The Joys of an Oxfordless Comma

The Joys of an Oxfordless Comma


First of all, let me say this: I am no comma hater. I love the comma. I overuse the comma. The comma is the gilt flourish of a sentence, framing one idea and then moving onto the next. It is a glorious, emphatic and multi-faceted thing, the “fuck” of punctuation. “Fuck this fucking motherfucker”; “Fuck, this fucking motherfucker”; “Fuck this, fucking motherfucker”; and “Fuck this fucking, motherfucker” all take on wonderfully subtle differentiations, thanks to the motherfucking comma.

This love of the versatile comma brings me to the joy I felt when I heard that a prominent style guide at the University of Oxford was no longer going to recommend the use of the “Oxford comma”, a vestigial piece of academic fussery that all was all too often a nit-picky speedbump on the highway of language rather than an instructive signpost. Take the previously cited example of “dicks, boobs, and asses”, with the Oxford comma placed after “boobs” as a matter of proscriptive course. Defenders of the Oxford comma would argue that it makes clear that “boobs” and “asses” are two separate elements. If you need a comma to tell you this, you are probably both a boob and an ass, on top of not getting any.

The further examples given in defense of the Oxford comma simply aren’t relevant, as the university has wisely included the stipulation in their branding toolkit that additional commas should used “when a comma would assist in the meaning of the sentence or helps to resolve ambiguity”. This was never the sole purview of the Oxford comma, but in relinquishing those claims, the University acknowledges the universality of the comma as an indicator of context. It’s a very 21st-century ideal: make it free and the people will use it, expand it and make it their own. The repeal of that one silly rule also enables a legion of writers to carry on doing what they already do without the fear of draconian judgment and punishment, an effect similar to that which, say, the repeal of marijuana sentencing laws would have.

All this brings us to one final point where Oxford has made advances in the realm of linguistic clarity and elegance: punctuation inside and outside of quotation marks.
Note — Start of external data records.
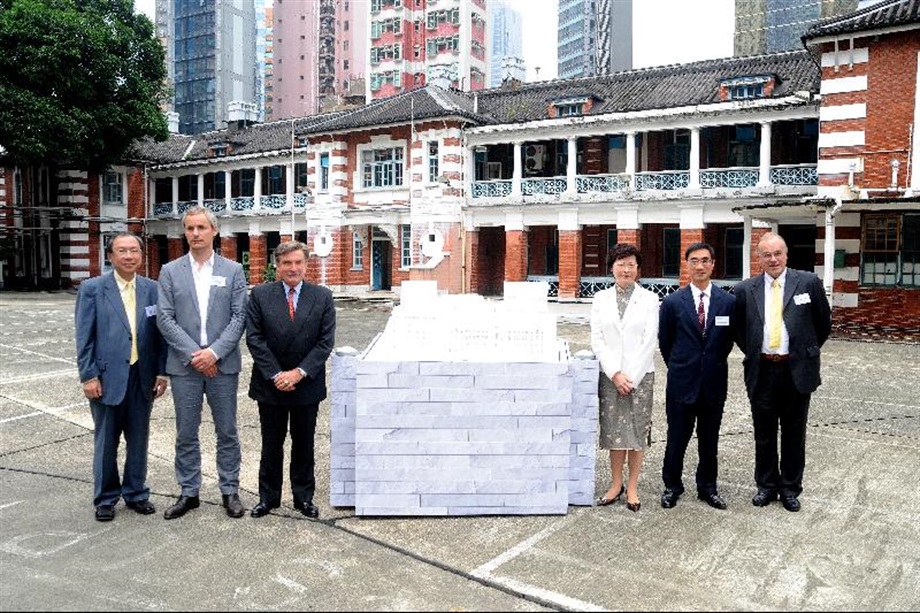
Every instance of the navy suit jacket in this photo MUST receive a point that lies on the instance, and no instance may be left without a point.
(807, 316)
(179, 319)
(276, 343)
(104, 336)
(697, 363)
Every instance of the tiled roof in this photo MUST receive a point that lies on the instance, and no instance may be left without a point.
(651, 88)
(635, 90)
(885, 14)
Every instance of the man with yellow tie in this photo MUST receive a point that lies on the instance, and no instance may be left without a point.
(122, 360)
(782, 318)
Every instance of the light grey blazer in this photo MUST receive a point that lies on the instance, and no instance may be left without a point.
(179, 319)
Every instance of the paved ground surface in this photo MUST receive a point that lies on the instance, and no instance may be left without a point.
(854, 546)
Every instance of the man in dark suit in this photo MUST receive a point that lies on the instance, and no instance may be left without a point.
(122, 364)
(290, 331)
(202, 314)
(695, 338)
(782, 318)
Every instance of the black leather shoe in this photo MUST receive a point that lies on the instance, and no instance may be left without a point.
(262, 509)
(183, 505)
(105, 512)
(144, 507)
(669, 498)
(234, 505)
(604, 501)
(790, 503)
(307, 508)
(712, 499)
(763, 497)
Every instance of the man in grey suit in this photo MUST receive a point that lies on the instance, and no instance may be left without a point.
(202, 314)
(290, 330)
(122, 362)
(782, 318)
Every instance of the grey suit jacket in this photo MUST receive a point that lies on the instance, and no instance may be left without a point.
(104, 337)
(179, 318)
(807, 316)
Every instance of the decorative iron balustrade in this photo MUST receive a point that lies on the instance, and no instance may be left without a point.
(729, 177)
(242, 203)
(491, 189)
(274, 201)
(667, 180)
(548, 186)
(601, 184)
(215, 205)
(801, 174)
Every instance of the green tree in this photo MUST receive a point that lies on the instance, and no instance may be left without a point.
(80, 80)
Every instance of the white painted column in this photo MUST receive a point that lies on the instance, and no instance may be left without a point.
(571, 166)
(257, 191)
(518, 171)
(766, 131)
(631, 159)
(694, 158)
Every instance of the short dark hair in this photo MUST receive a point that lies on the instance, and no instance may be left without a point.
(697, 247)
(621, 251)
(108, 246)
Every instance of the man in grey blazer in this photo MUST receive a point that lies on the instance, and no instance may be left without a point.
(782, 318)
(122, 361)
(202, 314)
(290, 330)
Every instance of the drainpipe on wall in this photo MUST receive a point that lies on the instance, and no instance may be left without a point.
(829, 248)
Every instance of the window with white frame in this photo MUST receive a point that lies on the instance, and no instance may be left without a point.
(111, 188)
(357, 251)
(433, 161)
(405, 252)
(324, 171)
(382, 167)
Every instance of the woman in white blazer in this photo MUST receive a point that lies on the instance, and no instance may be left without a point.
(624, 335)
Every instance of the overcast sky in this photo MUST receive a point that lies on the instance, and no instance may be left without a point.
(664, 31)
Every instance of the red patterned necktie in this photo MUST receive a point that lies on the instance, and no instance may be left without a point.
(701, 315)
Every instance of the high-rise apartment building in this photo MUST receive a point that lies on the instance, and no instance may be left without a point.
(319, 50)
(211, 59)
(594, 37)
(770, 26)
(506, 52)
(416, 42)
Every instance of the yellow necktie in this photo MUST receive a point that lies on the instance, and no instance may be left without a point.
(131, 310)
(776, 315)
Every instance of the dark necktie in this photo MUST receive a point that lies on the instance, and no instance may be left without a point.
(701, 315)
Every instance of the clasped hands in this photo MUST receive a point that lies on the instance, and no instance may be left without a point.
(205, 362)
(287, 380)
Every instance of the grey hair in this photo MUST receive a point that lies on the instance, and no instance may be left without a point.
(285, 248)
(200, 210)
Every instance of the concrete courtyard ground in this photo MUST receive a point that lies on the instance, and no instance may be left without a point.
(854, 546)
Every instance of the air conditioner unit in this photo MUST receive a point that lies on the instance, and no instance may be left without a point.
(533, 157)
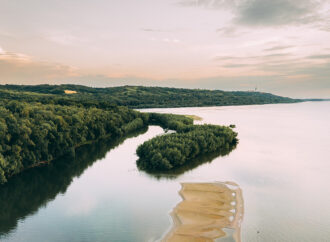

The current Chicago Manual of Style regime in the United States grotesquely forces all punctuation inside of quotations marks, irrespective of intent and form, like cougars in jeggings. The Oxford branding toolkit, the Linguistic Society of North America and Wikipedia have all adopted the enlightened “logical punctuation” stand, wherein the context of the quotation is the indicator of where the appropriate punctuation is placed. Newly disenfranchised defenders of the Oxford comma should pick up the standard of logical punctuation and carry that proudly forward, as this article does. You probably didn’t even notice. You’re probably too busy cruising down the highway with a joint and some Vampire Weekend.